Given all the above, it would be a mistake to interpret this study as evidence that flexible sigmoidoscopy is not an effective method to screen for CRC. The significant benefits seen in both rectosigmoid cancer mortality and overall CRC mortality in screening attendees is certainly encouraging. Among those screened, there were only 3 rectosigmoid cancer deaths, where >12 deaths would have been expected based on findings in the control population (BMJ 2009;338:b2531). Nearly half of all CRC in those who attended was detected through this screening, and these cancers tended to be more localized and had a lower case fatality rate than in the control group. Also, the incidence curve for rectosigmoid cancers was relatively flat compared with the control group, suggesting that screening may ultimately reduce cancer incidence, potentially through the removal of precancerous lesions. However, per protocol analyses are subject to selection bias; those who attend screening may be different from those who do not, such as in diet, exercise, and other important health behaviors. In fact, compared with controls, those attending screening had higher rates of smoking, but were also more physically active and reported more adherence to general dietary recommendations (Eur J Cancer Prev 2006;15:10–19). Interpretation of the study results is further complicated by the fact that half of those randomized to screening were offered both flexible sigmoidoscopy and FOBT. Three of the 13 cancers detected by screening were found among participants with a positive FOBT but a negative flexible sigmoidoscopy. Ultimately, to specifically understand the effectiveness of flexible sigmoidoscopy alone, these cases may need to be removed from the analysis.

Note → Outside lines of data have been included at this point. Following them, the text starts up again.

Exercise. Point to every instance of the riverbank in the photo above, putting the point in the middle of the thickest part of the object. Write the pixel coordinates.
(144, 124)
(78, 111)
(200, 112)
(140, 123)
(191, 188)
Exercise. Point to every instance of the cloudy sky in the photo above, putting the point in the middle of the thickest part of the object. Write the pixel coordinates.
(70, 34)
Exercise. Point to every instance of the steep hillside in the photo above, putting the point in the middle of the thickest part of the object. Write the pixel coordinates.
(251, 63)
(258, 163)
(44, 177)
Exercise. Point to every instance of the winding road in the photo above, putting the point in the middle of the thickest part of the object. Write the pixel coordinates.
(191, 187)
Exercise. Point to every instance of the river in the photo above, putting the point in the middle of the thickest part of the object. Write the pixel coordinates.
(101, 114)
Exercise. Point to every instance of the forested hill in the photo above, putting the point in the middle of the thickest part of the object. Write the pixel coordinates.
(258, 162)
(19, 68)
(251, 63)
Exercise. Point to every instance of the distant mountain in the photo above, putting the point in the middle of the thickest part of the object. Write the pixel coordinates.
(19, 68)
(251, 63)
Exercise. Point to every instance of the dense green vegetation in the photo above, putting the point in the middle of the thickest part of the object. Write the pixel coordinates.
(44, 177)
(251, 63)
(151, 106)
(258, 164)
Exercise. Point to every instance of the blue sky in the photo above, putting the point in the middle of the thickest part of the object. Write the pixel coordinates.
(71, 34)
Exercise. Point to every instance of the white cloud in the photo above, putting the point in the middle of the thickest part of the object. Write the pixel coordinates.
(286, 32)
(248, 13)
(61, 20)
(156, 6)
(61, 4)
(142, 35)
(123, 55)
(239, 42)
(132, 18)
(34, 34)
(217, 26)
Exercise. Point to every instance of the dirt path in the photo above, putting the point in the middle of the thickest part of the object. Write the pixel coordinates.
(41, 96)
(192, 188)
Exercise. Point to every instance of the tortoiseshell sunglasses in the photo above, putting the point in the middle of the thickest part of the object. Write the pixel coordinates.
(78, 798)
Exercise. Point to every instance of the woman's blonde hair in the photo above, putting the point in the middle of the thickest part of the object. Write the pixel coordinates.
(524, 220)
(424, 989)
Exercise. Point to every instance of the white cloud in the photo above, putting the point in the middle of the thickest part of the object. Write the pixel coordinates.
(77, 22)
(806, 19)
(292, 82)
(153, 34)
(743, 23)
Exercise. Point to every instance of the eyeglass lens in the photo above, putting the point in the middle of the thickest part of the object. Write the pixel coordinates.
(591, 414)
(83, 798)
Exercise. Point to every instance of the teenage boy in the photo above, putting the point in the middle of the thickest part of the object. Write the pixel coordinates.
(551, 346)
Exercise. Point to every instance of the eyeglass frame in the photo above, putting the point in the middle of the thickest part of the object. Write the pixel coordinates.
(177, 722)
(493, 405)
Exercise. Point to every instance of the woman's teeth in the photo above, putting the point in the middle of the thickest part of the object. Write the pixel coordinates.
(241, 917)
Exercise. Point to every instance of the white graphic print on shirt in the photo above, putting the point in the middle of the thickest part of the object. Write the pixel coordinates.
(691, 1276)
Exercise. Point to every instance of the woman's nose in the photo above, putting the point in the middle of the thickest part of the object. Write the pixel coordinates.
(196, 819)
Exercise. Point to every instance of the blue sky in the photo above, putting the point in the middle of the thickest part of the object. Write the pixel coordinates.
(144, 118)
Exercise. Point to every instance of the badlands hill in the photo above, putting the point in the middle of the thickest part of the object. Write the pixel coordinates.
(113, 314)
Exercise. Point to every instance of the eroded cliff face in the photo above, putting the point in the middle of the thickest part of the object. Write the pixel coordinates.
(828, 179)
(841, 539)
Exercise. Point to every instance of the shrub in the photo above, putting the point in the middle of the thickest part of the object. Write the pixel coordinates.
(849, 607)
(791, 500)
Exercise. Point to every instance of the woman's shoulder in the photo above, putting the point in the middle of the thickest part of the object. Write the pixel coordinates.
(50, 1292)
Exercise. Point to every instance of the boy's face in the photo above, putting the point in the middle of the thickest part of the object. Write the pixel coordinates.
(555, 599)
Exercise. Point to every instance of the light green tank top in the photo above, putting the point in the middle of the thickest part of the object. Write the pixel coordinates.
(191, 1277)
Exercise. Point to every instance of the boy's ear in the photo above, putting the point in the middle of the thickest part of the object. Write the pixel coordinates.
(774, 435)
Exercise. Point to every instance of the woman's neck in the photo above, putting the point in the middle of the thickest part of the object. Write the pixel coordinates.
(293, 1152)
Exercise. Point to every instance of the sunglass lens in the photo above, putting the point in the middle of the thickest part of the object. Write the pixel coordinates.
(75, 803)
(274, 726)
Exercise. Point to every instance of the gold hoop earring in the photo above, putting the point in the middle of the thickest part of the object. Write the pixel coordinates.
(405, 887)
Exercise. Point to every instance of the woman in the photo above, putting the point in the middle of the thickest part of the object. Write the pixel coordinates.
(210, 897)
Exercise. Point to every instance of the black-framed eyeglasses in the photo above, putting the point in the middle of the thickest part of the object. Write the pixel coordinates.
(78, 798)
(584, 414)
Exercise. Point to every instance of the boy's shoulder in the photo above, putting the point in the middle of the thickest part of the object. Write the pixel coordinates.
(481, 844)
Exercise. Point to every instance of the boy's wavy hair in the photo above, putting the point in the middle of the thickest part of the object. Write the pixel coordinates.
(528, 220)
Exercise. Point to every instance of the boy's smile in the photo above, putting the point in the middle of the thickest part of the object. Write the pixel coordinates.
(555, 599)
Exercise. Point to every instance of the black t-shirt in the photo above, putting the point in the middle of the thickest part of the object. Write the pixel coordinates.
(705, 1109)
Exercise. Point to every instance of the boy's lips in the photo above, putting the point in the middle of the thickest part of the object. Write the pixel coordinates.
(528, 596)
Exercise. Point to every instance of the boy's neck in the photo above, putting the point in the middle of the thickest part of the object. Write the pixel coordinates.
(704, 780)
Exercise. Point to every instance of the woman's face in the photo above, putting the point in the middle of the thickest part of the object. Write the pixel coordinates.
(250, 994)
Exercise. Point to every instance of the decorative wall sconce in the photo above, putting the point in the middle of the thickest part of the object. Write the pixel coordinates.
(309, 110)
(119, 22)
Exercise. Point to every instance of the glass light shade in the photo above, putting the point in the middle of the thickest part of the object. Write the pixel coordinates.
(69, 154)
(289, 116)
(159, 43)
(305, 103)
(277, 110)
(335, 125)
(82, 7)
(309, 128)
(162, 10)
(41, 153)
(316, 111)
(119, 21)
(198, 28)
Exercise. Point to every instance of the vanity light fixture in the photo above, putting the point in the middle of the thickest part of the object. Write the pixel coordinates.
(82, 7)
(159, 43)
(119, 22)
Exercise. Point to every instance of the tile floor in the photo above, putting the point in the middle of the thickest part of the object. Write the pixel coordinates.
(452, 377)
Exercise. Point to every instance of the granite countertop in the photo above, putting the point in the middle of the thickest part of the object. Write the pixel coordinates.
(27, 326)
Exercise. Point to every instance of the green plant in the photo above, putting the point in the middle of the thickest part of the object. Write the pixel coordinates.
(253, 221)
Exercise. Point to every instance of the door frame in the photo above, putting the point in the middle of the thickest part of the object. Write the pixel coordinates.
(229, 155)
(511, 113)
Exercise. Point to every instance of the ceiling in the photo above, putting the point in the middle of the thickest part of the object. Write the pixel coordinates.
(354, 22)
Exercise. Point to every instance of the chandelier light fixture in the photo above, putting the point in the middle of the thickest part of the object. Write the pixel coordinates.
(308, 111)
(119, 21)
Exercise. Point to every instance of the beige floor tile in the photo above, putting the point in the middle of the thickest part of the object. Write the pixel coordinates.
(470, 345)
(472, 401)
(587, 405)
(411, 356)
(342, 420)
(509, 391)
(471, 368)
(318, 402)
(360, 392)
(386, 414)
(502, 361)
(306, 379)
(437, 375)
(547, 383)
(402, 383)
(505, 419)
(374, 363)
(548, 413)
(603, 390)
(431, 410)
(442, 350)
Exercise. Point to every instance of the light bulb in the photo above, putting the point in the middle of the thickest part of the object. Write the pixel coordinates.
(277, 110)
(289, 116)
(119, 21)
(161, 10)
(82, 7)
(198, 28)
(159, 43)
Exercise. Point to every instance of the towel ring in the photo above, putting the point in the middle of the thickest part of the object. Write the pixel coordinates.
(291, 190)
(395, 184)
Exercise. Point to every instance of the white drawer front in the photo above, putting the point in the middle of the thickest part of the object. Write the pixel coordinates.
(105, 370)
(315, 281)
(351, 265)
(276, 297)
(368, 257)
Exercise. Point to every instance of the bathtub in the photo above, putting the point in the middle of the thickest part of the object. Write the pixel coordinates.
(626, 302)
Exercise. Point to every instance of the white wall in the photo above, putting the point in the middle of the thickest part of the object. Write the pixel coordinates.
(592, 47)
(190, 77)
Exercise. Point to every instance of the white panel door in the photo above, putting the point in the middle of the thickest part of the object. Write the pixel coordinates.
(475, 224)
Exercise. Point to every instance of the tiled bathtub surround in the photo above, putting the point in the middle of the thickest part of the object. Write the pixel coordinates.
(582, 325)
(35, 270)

In summary, the NORCCAP study has added considerably to our understanding of the role of flexible sigmoidoscopy in CRC screening, but some important questions remain. First, the study emphasizes the importance of adherence to the success of any screening program and, therefore, raises questions about how adherence can be optimized in clinical practice. Recent cost-effectiveness studies that informed the United States Preventive Services Task Force guidelines regarding CRC screening have come to this conclusion as well (Ann Intern Med 2008;149:659–669). Second, the study also suggests that flexible sigmoidoscopy does lead to the detection of earlier and more treatable cancers, though perhaps not to the extent that was anticipated by the investigators. Although the per protocol analysis results are encouraging, more information is needed to definitively understand the overall benefits of this screening modality with longer follow-up. It is interesting to note that no benefits in overall mortality were apparent when comparing the screened versus the control group (HR, 1.02; 95% CI, 0.98–1.07; P = .28). An earlier Norwegian study reported increased all-cause mortality in patients randomized to flexible sigmoidoscopy screening (Gastroenterology 2001;120:A14) and also pooled results of large FOBT trials showed a reduction in CRC specific mortality yet a simultaneous small but significant increase in non-CRC mortality (Am J Gastroenterol 2006;101:380–384). Long-term data from this study combined with results from other ongoing large flexible sigmoidoscopy trials examining both cancer specific and overall mortality are required to fully explore this issue. Finally, this study highlights the need for large-scale, randomized, controlled trials of other CRC screening methods, including colonoscopy and CT colonography, because we cannot fully understand the effectiveness of these screening interventions without such important comparative effectiveness research studies.